Wednesday, March 26, 2008

Paid by the Hour, Paid by the Job

The Wire, Season Five (2008)
rating: 5 out of 5 cravats
on VHS from ELO

Two nights ago, Elizabeth and I watched "Pangs," the Buffy episode where the vengeance spirit of a bereaved Indian tribe manifests itself as a black bear in Giles' living room and wreaks havoc on Thanksgiving. It's hard to see something so silly and still try to argue that a show like The Wire is historic television, in part because the further TV like Buffy strays from reality, the less I feel that The Wire needs to approximate "real life" to be good.
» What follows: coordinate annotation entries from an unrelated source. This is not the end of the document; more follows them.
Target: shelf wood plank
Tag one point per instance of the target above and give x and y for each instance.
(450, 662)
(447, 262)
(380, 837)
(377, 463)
And if we aren't arguing a vision of The Wire as nothing less than the modern American city - and why should we, when it's not? - then can't we forgive the contrivances of the final season for all the things the final five episodes do so well?



Dateline: Sapsville

The truth is, there are lots of plotlines and dei ex machinis in seasons 1-4 that look ridiculous in hindsight (Sobotka sunk by an anonymous FBI agent on the inside? Come on!). But if The Wire can't be more than a well-plotted fiction, it is never, in the end, less than a king stripping some gangster of his gun. Enough five-out-of-five moments and you can field yourself a team. Clay Davis can play. Slim Charles can play. The newsroom stays benched for the season.